Can we have both reliability and validity?

So it looks like the French were right after all; Lance Armstrong is a cheat and without the effects of EPO and a corrupt testing regime some unknown rider would have won the Tour de France instead.   Unknown because they all appear to have been doing it, except that some were better cheats than others.   But what about the tests; how can they have been so poor, or in the jargon of assessment, so unreliable and ‘not fit for purpose’?

A little closer to home we too have questions about the reliability of testing.   Not a question of winning the world’s most famous cycle race, but for a teenager seeking to start an A level course or subsequently apply for a top quality university course in a year or two, getting the right grade in GCSE English is just as important.   The 2012 English grading fiasco has made educationists think again about the reliability of assessments.   This time it is not the old arguments about the unreliability of teacher assessments (remember the old mode 3 CSE examinations with 100% teacher-devised and teacher-assessed coursework?) but instead questions about the holy grail of assessment: external, professionally marked exam board papers, moderated, statistically proven, and seemingly bullet-proof.  

Only months before the crisis leaks from government had made it clear that the country needed more of this reliable, exam board stuff, and less of that wishy-washy teacher assessed coursework.   So what has gone wrong?   Why are external examinations suddenly failing the reliability test?

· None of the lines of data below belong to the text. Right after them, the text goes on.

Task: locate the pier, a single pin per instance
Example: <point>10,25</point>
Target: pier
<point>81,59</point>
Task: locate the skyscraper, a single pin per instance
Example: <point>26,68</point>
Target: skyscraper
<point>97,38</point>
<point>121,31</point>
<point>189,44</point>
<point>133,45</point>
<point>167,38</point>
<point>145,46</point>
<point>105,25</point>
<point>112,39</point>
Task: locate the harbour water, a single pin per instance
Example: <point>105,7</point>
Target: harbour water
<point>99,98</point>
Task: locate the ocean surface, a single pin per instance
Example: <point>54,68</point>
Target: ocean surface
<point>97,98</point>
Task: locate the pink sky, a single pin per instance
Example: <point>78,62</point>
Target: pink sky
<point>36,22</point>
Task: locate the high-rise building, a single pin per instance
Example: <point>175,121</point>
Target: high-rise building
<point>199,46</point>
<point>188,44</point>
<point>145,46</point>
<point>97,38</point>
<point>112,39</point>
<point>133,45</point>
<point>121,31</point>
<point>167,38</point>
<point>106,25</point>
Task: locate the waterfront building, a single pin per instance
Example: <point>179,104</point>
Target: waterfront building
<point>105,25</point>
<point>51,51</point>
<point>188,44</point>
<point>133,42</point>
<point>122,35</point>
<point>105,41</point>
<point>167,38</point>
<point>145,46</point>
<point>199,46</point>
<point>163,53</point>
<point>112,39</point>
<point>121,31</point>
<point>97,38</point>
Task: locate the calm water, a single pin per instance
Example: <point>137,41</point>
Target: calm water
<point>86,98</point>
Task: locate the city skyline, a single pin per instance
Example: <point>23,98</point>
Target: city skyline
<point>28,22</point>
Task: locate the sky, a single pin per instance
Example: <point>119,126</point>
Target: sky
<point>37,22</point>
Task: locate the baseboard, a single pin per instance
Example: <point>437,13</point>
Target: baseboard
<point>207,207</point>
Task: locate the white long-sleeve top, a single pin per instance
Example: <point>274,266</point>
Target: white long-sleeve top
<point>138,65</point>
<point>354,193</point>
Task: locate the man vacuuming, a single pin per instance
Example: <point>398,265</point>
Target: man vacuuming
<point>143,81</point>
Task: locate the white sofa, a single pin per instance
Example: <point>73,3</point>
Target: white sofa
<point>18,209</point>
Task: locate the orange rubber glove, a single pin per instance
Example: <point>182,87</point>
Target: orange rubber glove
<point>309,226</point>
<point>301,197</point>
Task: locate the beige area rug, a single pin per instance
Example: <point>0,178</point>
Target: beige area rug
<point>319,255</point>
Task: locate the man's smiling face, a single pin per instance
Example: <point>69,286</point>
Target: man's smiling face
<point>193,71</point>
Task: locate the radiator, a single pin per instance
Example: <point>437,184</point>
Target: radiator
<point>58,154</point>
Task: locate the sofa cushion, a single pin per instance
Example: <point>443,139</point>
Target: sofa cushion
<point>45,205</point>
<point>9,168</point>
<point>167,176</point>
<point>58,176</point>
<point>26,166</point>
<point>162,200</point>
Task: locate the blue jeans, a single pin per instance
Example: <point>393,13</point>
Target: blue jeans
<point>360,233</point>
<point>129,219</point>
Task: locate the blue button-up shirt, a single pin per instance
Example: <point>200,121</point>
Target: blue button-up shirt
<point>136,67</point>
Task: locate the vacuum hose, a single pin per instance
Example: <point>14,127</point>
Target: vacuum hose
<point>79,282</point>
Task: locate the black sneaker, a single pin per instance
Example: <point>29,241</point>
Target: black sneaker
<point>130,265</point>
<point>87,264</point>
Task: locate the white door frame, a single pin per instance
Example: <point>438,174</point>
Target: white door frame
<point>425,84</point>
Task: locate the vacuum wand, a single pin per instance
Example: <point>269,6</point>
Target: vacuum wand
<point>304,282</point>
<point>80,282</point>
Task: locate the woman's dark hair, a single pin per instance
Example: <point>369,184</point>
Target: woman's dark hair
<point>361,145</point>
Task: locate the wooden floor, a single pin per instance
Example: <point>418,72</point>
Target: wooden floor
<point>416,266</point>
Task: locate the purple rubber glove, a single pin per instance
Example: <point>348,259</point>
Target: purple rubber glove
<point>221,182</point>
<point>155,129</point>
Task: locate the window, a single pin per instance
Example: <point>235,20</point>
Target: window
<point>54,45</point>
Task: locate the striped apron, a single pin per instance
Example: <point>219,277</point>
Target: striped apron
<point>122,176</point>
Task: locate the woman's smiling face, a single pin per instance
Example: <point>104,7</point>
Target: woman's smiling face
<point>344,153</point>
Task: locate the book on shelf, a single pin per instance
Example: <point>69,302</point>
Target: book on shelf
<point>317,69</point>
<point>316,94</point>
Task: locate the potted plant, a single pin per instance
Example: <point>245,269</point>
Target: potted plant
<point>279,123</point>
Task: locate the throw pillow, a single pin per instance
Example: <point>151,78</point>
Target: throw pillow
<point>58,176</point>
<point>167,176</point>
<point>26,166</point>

For the past three decades there have been many detailed research studies looking at the reliability and validity of both internal and external assessments.   It makes for interesting reading.   The tension between reliability, essentially ensuring that the right students get the right marks, and validity, in the sense that the assessments cover the knowledge and skills relevant to the particular course of study, is well documented.   In simple terms, greater reliability can be achieved through narrowly focused tests and equally constrained mark schemes.   But such tests are less valid as they inevitably cover fewer skills and a limited range of course elements.   Teachers want both reliability and validity but how can this be achieved?

By way of contrast, internal assessments are much broader in scope, capable of accessing higher level skills and using a greater range of assessment tools.   Furthermore there is evidence to suggest that internal assessments are more motivating for both teachers and students, whereas external assessments inevitably lead to too much ‘teaching to the test’, especially where the stakes are high with teachers and schools continually judged by government league and performance tables.

The situation is further complicated by the use of statistical models to compare successive cohorts.   It was the realisation that such models were used to re-grade this summer’s GCSE English papers that prompted so much justifiable outrage from schools and teachers.   How could it be that well-documented improvements in performance brought about by better teaching over a five-year period could be downgraded on the basis of previous key stage 2 test scores?   To bring this into even sharper focus, one research study carried out in the 1990s concluded that up to a third of key stage 3 assessments were wrong anyway!   Do the statisticians really factor in the potential unreliability of the input data into their sophisticated models?   Perhaps not.

If this summer’s grading crisis has revealed nothing else it is that an examination system based on narrowly focused external tests, with restricted mark schemes and an over-reliance on statistical modelling, is far from fit for purpose.   Ofqual and the examination boards have offered to undertake a thorough review of the examinations system, but it begs the question, will they seriously investigate the balance between reliability and validity, and the role of the professional teacher compared with the statistical machine?

Calls this week for a new professionalism for teachers are timely and should not be ignored.    Part of this new era of professionalism must be a realisation that teachers need to be trusted, not only in terms of their commitment to the welfare of the children in their care, but also as professional educators and assessors, very capable of making accurate and far-reaching judgements on the performance and abilities of their students.

The USADA investigation of a sophisticated culture of doping, seemingly undetected by the most advanced testing regime in the world, has exposed not only the extent to which professional athletes will go to cheat to achieve success, but also the inability of such tests to be either reliable or valid.   In the post-GCSE crisis world of public examinations in England what is needed is a testing regime that rewards a broad range of knowledge, understanding and skills, and one that acknowledges that teachers have a vital role to play in making such judgements.

Ian Power, Membership Secretary, HMC